Of course, it is true that seasonal factors (such as “Sell on May and Go Away”[11]) can affect the market’s activities. These signify as statistical metrics that are subject to margins of error.

In other words, there would likely be more significant variables that may influence the markets than plain seasonality. And as said above, a major force will be politics.

Bottom line:

The actions in the Phisix reflect on its tight connection with the global financial markets. And these activities have likewise echoed the actions of commodity markets.

These conjoint motions represent as symptoms or signs of major forces operating beyond the superficial understanding of the consensus on what propel the actions in the marketplace. Such force is the policy induced boom bust cycles.
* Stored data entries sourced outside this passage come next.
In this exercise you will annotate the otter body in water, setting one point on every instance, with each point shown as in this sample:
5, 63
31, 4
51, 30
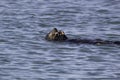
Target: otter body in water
58, 35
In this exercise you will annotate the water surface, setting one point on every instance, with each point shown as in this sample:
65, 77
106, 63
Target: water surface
26, 55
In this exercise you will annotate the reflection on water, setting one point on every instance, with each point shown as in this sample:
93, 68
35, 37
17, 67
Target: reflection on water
25, 55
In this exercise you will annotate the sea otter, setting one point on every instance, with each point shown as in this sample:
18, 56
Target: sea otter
58, 35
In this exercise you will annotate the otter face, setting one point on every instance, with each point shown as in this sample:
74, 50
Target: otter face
56, 35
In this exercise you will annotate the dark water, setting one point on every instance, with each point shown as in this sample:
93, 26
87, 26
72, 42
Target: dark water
25, 55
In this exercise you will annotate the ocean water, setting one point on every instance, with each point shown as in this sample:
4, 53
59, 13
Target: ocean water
26, 55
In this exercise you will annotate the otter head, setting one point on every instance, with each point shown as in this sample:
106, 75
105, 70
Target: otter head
56, 35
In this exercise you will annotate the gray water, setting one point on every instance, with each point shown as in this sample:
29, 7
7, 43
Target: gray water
26, 55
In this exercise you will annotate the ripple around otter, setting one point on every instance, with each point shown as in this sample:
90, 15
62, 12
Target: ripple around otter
26, 55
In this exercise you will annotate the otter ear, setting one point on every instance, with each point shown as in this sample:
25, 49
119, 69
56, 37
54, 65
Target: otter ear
55, 29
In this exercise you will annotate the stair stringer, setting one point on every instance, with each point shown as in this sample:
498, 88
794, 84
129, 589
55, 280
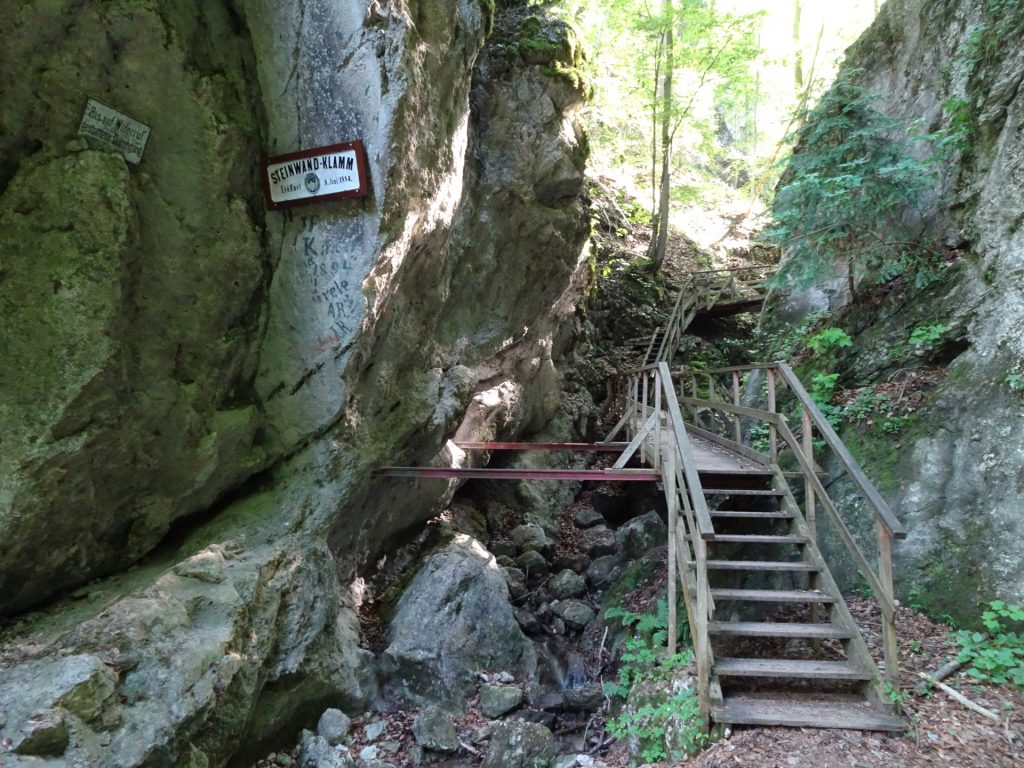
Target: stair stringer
855, 646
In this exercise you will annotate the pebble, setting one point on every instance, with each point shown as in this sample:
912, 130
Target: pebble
369, 753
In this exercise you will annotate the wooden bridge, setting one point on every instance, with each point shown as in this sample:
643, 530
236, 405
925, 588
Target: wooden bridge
774, 640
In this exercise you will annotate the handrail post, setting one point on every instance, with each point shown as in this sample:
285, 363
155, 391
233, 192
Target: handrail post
669, 477
809, 510
889, 640
643, 401
808, 485
656, 453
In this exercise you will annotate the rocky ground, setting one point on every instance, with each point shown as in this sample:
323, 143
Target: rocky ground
563, 556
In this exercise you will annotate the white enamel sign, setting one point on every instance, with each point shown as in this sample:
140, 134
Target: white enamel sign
116, 129
315, 175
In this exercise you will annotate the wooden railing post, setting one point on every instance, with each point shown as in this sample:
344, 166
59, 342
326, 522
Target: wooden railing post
656, 452
671, 497
737, 430
808, 485
889, 640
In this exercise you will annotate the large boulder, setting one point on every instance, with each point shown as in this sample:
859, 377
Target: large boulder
516, 743
640, 535
453, 622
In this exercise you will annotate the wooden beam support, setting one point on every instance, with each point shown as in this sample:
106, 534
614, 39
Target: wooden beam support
629, 475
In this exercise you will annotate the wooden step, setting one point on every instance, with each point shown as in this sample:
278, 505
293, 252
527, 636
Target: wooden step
810, 711
758, 539
800, 669
773, 629
773, 596
754, 515
784, 565
743, 492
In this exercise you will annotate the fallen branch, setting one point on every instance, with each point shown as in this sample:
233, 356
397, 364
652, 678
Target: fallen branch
940, 674
601, 745
957, 696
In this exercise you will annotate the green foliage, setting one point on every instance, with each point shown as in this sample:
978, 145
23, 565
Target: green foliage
896, 695
642, 664
822, 391
998, 655
827, 339
852, 193
958, 132
927, 337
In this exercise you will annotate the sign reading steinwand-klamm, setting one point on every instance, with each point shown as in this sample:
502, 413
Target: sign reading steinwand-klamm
115, 129
315, 175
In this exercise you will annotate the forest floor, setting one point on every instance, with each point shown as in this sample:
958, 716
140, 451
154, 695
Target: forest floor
628, 303
941, 731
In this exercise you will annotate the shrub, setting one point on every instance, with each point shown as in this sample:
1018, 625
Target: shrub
998, 655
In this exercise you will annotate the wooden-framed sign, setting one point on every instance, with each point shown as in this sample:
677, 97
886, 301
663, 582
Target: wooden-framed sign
116, 129
316, 175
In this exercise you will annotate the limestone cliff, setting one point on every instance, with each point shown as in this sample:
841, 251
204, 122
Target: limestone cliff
956, 472
201, 388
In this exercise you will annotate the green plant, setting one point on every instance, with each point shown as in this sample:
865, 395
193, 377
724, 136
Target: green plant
827, 339
664, 708
895, 694
894, 424
998, 655
927, 337
866, 404
759, 436
822, 391
849, 193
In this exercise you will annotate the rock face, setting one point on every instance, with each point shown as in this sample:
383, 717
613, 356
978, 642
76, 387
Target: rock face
954, 478
453, 622
176, 355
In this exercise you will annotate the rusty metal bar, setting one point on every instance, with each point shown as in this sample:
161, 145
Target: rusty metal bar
631, 475
580, 446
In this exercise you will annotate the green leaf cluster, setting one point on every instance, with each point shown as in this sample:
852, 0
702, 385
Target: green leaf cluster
853, 195
998, 654
827, 339
643, 663
926, 337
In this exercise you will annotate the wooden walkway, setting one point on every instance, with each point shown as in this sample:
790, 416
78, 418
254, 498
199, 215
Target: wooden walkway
742, 532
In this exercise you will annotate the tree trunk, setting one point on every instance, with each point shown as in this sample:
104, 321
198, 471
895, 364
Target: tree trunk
798, 56
659, 244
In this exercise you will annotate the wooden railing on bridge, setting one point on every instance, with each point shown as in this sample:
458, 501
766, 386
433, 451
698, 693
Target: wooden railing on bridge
747, 411
775, 388
728, 290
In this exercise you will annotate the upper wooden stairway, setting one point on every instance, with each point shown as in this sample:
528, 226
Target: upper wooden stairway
717, 293
774, 640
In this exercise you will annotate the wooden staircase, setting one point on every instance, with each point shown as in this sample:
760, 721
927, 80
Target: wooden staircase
774, 640
813, 669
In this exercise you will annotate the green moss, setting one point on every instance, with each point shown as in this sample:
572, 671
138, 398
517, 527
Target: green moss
487, 6
571, 75
882, 453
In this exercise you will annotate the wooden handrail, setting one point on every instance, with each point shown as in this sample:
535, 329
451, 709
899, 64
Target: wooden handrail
864, 485
843, 454
686, 456
885, 599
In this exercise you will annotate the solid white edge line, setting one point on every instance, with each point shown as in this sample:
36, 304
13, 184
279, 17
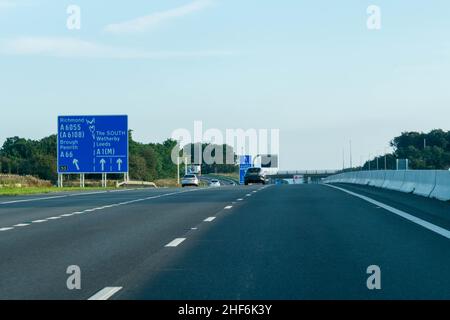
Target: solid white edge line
175, 243
425, 224
105, 293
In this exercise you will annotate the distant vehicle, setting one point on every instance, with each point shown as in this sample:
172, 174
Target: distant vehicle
255, 175
194, 169
214, 183
190, 180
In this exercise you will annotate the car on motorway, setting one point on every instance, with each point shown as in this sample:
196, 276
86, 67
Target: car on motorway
214, 183
255, 175
190, 180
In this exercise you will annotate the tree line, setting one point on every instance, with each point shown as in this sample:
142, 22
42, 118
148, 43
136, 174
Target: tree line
147, 161
425, 151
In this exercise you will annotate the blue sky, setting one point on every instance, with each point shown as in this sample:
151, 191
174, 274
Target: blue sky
310, 68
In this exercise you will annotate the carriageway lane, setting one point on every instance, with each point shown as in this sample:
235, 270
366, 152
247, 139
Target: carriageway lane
25, 210
431, 210
301, 242
106, 244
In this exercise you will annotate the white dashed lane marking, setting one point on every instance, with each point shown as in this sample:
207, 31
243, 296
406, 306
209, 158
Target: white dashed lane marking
22, 225
175, 243
105, 293
85, 211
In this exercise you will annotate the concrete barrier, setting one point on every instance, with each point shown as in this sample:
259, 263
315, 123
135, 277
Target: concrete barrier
395, 180
377, 178
425, 182
409, 183
365, 177
388, 178
442, 189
Because of this tight correlations, any extrapolations or predictions of decoupling will likely be falsified when the markets undergoes another episode of spasms. Decoupling under today’s US Dollar based system will prove to be a charade.
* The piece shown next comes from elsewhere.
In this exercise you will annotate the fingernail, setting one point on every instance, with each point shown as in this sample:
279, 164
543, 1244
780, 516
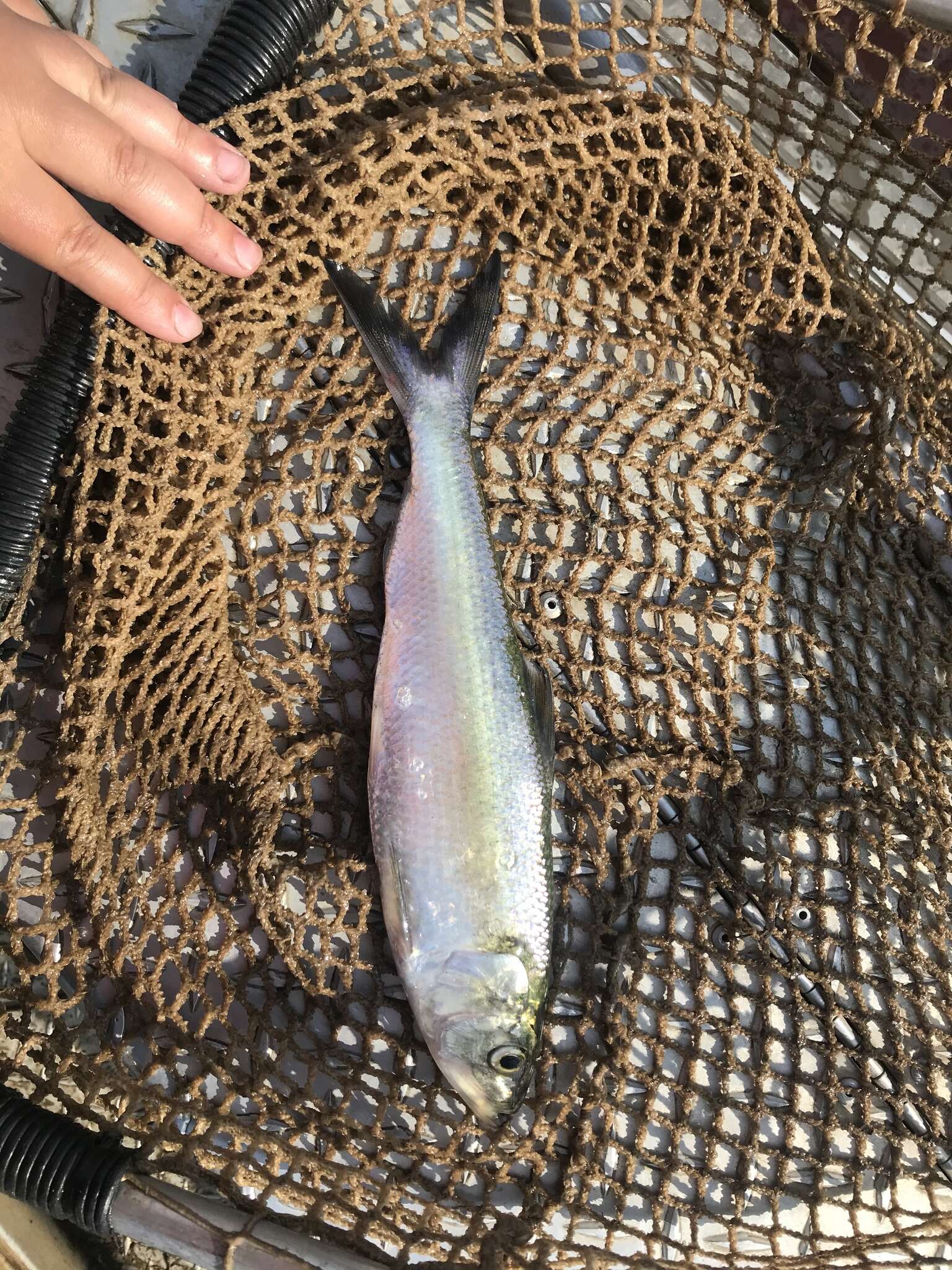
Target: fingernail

For now, the stalled rally in the Phisix has coincided with the weakness of global equity markets and commodity prices. Such infirmities appear to have been orchestrated, perhaps specifically designed to achieve unannounced political goals.

Yet a rally in the commodity sphere, which should manifest mostly a decline of the US dollar, will translate to a rally in the Phisix and the Peso.

This rally could happen anytime.


[1] See Financial Repression Drives The Bond Markets, May 23, 2011

[2] See War on Commodities: Intervention Phase Worsens and Spreads With More Credit Margin Hikes!, May 14, 2011

[3] See War on Speculators: Restricting Short Sales on Sovereign Debt and Equities, May 18, 2011

[4] nation.foxnews.com Watch Out! Feds Could Seize Your Private Retirement Savings, May 23, 2011

[5] See US CPI Inflation’s Smoke and Mirror Statistics, May 18, 2011

[6] See The US Dollar’s Dependence On Quantitative Easing, March 20, 2011

[7] See Mainstream Calls For More Quantitative Easing, May 24, 2011

[8] Wood, Christopher The new bond conundrum, Greed & Fear, CLSA May 6, 2011 scribd.com

[9] See The US Stock Markets As Target of US Federal Reserve Policies, May 12, 2011

[10] See Stock Market Investing: Will Reading Political Tea Leaves Be A Better Gauge?, November 30, 2008

[11] See Global Equity Markets: Sell in May and Go Away?, May 16, 2011

1 comment:

Anonymous said...

Senor, I like your insight on possible positive correlation between GOLD and Phisix. It would have given us insight and guide us on long term risk on / risk off activities by global funds.

Unfortunately, while we do see similarities in the ebb and flow by the two in the overlap chart you provided, the short-term and long term correlation data do not support the hypothesis.

5-Period Corr(Phisix, GOLD)= 0.17
21-Period Corr(Phisix, GOLD)= -0.048
126-Period Corr(Phisix, GOLD)= -0.056
252-Period Corr(Phisix, GOLD)= -0.061

The structural difference is even more glaring when one look at their respective normalized returns where GOLD follows the cycle of the DJIA more than it does the Phisix.

Anyway, these are just rough observations on my part. Again, I like the insight you propose. I just don't know how to show it using hard data just yet. Thanks!